Pairing humans and machines

The game’s depth makes machine learning strategies viable. The previous Halite games saw players apply supervised learning, reinforcement learning, and other computationally intensive techniques in their bot building. For the second year in a row, Two Sigma, with Google Cloud’s support, will provide interested players with GPU-enabled instances to train machine-learning bots. To promote beginner experimentation with ML and other techniques, Two Sigma has put together a series of tutorials and resources.

Reinforcement learning (RL) is one area Halite competitors may be particularly interested in this year, due to the simulation-like nature of the game—and RL’s recent successes in gaming applications, such as DeepMind’s exploits in StarCraft and OpenAI’s efforts at the Dota 2 world championship. GPUs enable a Halite player to train a bot to explore and seek rewards in the game environment with RL.

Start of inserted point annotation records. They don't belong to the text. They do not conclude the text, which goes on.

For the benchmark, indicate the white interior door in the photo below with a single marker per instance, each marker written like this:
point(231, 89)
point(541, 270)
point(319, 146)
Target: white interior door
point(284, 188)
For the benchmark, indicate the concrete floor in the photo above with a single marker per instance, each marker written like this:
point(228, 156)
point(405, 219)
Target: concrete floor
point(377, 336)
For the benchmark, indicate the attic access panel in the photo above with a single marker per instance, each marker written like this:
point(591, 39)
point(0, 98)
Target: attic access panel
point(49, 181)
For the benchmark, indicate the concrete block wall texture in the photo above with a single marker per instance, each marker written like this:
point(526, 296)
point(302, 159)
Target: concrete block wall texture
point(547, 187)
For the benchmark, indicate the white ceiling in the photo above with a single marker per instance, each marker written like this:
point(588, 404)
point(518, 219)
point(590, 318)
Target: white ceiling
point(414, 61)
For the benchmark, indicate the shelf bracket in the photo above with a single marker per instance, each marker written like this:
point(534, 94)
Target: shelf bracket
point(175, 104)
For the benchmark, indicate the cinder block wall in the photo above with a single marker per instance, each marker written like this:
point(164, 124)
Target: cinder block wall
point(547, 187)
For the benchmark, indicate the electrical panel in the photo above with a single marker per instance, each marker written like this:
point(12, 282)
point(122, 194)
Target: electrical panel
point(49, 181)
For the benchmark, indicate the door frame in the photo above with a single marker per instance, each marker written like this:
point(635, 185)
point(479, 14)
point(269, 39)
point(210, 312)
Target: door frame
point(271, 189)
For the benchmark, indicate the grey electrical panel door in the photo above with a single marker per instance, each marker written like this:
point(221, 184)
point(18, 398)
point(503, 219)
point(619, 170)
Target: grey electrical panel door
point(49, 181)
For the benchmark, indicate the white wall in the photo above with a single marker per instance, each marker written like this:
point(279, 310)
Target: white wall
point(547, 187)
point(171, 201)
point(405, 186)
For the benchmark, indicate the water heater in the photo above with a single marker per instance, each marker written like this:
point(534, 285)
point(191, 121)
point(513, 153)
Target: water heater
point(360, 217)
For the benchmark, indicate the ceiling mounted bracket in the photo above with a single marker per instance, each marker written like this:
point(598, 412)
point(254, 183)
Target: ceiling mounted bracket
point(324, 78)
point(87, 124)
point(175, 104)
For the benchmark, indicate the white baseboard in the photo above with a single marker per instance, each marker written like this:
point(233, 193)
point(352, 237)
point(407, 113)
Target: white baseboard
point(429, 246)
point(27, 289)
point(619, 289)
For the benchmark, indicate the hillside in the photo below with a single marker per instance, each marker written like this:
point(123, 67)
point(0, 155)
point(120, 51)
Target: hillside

The millions of games run over the course of the three-month competition will create a unique training dataset that participants may download from Google Cloud Storage and use in a number of creative, computationally intensive ways.

Why Halite

Uncertain, simulated environments like the Halite game are unique tools for those who build or are interested in building algorithms (or even machines) to function in the uncertain real world. Two Sigma encourages anyone interested in engaging with AI and machine learning to participate.

It’s easy to sign up and ultimately find yourself on the leaderboard! Players can participate as individuals or on teams, and any wins will also contribute to the player’s organization ranking. Previous Halite programming challenges were particularly successful thanks to their robust forum communities and community starter kit and tooling contributions, and the Halite team looks forward to another dynamic season this year.